A view of the ruined church and some of the oldest stones.

Inside the church

This little chap sits quite high up on the outside wall, I wonder where he came from. It's good to know that re-cycling went on way back then.

Below are a couple of details of tombstones. I published a blog of this place last year and may have repeated some shots, so if you have seen them already I apologise


Betsy from Tennessee said...

Oh how interesting, Chris. I love old churches and cemeteries.. In that one though, those Snowdrops are just gorgeous. Makes me yearn for spring here --since everything is drab and dreary. We had rain all weekend --and then some snow...


Sunny said...

What wonderful and interesting pictures. I am fascinated by old cemeteries and markers. Lovely snowdrops, makes me long for spring.
Sunny :)

George said...

I'm amazed at the hardships families had to suffer as recorded on tombstones in old churchyards. I thoroughly enjoyed this pictures and envy you that you found some blooming flowers this time of the year. Please enjoy them some for me!

Lindy MacDuff said...

Beautiful images and so nice to see the Snowdrops. I had no idea there could be flowers this early in your part of the world.

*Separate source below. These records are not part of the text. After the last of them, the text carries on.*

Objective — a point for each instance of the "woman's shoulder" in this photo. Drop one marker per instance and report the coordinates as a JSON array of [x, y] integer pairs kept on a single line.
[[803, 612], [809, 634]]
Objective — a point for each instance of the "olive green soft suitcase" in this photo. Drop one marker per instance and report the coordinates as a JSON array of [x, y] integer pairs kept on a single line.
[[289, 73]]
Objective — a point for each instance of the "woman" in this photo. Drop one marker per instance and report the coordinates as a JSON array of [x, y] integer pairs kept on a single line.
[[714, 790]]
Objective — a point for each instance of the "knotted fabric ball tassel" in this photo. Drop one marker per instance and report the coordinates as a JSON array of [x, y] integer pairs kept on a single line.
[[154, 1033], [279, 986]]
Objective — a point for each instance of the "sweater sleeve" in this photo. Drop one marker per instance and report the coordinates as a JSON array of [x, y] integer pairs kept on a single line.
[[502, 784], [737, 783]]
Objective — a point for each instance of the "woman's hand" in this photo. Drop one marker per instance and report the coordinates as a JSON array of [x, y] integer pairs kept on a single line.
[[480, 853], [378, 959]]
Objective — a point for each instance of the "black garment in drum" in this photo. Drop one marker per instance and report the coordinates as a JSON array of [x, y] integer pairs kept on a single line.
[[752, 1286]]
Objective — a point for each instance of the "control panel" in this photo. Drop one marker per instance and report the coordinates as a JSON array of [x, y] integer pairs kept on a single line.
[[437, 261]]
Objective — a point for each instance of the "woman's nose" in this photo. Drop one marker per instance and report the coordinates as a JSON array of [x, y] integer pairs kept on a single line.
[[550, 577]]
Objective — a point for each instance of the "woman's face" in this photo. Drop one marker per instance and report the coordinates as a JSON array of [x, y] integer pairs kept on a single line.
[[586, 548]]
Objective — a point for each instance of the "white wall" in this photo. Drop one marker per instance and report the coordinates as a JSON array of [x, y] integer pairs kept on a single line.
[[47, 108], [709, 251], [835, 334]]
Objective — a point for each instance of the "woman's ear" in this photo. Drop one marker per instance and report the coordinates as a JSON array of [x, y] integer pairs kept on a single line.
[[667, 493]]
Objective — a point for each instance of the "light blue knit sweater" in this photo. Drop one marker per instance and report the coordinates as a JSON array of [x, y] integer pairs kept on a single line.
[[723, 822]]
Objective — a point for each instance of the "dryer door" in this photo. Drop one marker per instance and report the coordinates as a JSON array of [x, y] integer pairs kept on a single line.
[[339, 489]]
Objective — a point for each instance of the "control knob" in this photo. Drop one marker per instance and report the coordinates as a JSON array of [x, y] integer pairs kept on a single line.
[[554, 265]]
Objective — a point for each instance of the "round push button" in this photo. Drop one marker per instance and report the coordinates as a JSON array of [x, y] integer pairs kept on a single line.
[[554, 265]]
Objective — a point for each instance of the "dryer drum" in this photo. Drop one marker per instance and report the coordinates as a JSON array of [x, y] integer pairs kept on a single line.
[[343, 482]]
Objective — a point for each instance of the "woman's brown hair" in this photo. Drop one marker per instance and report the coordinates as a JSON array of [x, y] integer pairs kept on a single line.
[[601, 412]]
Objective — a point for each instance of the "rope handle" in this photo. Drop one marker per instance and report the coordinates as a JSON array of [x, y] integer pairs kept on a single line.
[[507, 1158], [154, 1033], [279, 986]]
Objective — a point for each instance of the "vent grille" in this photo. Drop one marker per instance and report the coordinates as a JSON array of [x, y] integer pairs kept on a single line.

Terribly sad account of the one family.

Happyone :-) said...

I enjoy walking around old churches and cemeteries. Great photos.

Karen said...

Somehow very moving to see the little snowdrops amongst the graves. The photographs are wonderful. Many thanks.

Haddock said...

Thats a great cemetery.

Linda said...

I think some of my forebears are buried here - they used to live at Inverugie House in the early years of last century. It is all passing out of living memory now.

Such tragic histories - these gravestones always make me cry. There are a few in Rothes cemetery, and my daughter and I get very choked up reading them.

Your snowdrops offset the sadness, however.

Chris said...

I am very interested to hear about your forebears living at Inverugie House. It is one of our favourite walks up the lane from Hopeman and around the walls of the house. There is such a lot of history in that area and the views back to Hopeman and the sea are great. Next time we are over Rothes way I will make a point of visiting the cemetery.

SquirrelQueen said...

The snowdrops are beautiful and really brighten the area. i am also surprised to see flowers this early.

I always find cemeteries so interesting. There is so much history recorded on the stones but also a lot of sadness.